CHP'de bazı yöneticiler, tabandan da gelen talep doğrultusunda, “Madem MHP muhalefetle koalisyona sıcak bakmıyor, o zaman en iyi bildiğimizi yapalım, yine muhalefette kalalım” görüşünü seslendirmeye başladı. CHP'de bazı yöneticiler ise “Tabanımız karşı ama toplum AK Parti ile koalisyona sıcak bakıyor. Türkiye'de kutuplaşmanın önlenmesi ve güçlü iktidar seçeneği için ilkelerimizi kabul etmesi durumunda AK Parti ile koalisyon seçeneğini denemeliyiz” görüşünde.
3 ŞART ÖNE ÇIKTI
CHP'de olası bir AK Parti ile koalisyon için öne çıkan ön şartlar şöyle sıralanıyor:
14 İLKE KABUL EDİLSİN: CHP, 14 maddelik koalisyon ilkelerinin kabul edilmesini AK Partili koalisyon için ön şart olarak öne sürüyor.
DÖNÜŞÜMLÜ SİSTEM: CHP'nin AK Parti ile koalisyonda olmazsa olmazlarının ikinci sırasında “dönüşümlü Başbakanlık” ve “dönüşümlü Meclis Başkanlığı” seçenekleri de yer alıyor.
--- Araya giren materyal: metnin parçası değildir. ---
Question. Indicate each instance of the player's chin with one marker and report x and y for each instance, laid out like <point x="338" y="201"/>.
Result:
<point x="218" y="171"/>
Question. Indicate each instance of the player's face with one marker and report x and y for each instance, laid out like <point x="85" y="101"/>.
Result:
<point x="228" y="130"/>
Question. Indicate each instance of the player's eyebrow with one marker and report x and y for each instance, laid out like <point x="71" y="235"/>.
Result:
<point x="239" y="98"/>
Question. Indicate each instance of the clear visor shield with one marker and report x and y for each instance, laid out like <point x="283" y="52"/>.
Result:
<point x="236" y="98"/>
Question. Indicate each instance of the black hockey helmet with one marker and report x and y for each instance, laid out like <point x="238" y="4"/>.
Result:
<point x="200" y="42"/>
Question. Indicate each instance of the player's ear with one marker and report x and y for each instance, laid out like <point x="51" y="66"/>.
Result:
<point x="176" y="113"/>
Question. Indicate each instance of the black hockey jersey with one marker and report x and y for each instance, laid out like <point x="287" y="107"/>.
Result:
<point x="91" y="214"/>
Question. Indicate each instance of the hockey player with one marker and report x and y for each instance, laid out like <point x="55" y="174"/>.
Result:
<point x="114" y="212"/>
Buna göre ilk 2 yıl Başbakan Kemal Kılıçdaroğlu olacak, aynı dönemde Meclis Başkanlığı AK Parti'ye bırakılacak. İzleyen 2 yılda Başbakanlık AK Parti'ye, Meclis Başkanlığı CHP'ye bırakılacak. Böylece hem hükümette hem de Meclis'te “dönüşümlü ortaklık modeli” hayata geçirilecek.
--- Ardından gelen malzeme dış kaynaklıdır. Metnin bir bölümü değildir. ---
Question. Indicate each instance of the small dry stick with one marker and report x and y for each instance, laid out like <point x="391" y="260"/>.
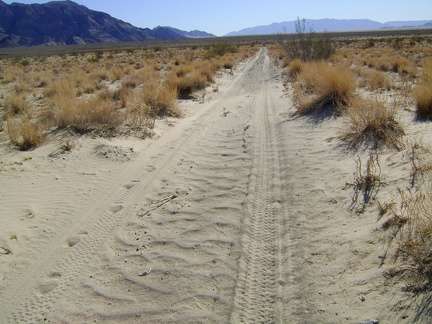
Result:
<point x="146" y="273"/>
<point x="160" y="203"/>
KABİNEDE EŞİT TEMSİL: CHP'nin AK Parti ile ortaklık için öne sürdüğü ön şartlar arasında kabinedeki bakanlık dağılımının iki parti arasında eşit paylaştırılması da yer alıyor. CHP; Milli Eğitim, Adalet, Maliye Bakanlığı'nı da istiyor.
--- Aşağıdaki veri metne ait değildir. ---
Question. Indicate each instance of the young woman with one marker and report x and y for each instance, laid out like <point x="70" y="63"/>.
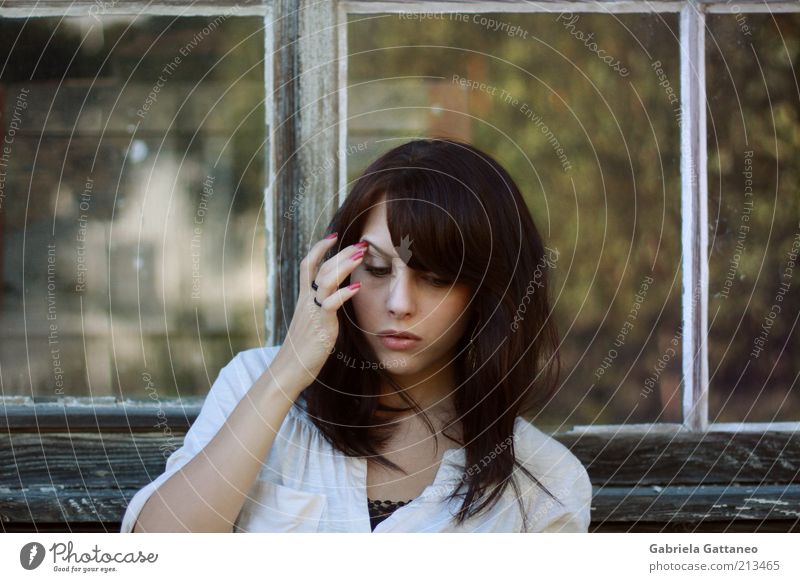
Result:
<point x="422" y="333"/>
CHP'Lİ TOPRAK: ÜMİTSİZ DEĞİLİM
Meclis'te kaydını yaptıran CHP İstanbul Milletvekili Erdoğan Toprak, olası koalisyon seçenekleri konusunda ümitsiz olmadığını ifade etti. Geçmişteki koalisyonları anımsatan Toprak, “1995 yılında bu parlamentoya geldiğimde gene böyle çok partili bir tablo vardı. O süreçte de bazı çevreler, parlamenterler gelir gelmez ‘Buradan hükümet çıkmaz, erken seçim olur' demişlerdi. 95'te de 99'da da bu tabloları yaşadık ve orada çok başarılı iktidarlar çıktı” dedi.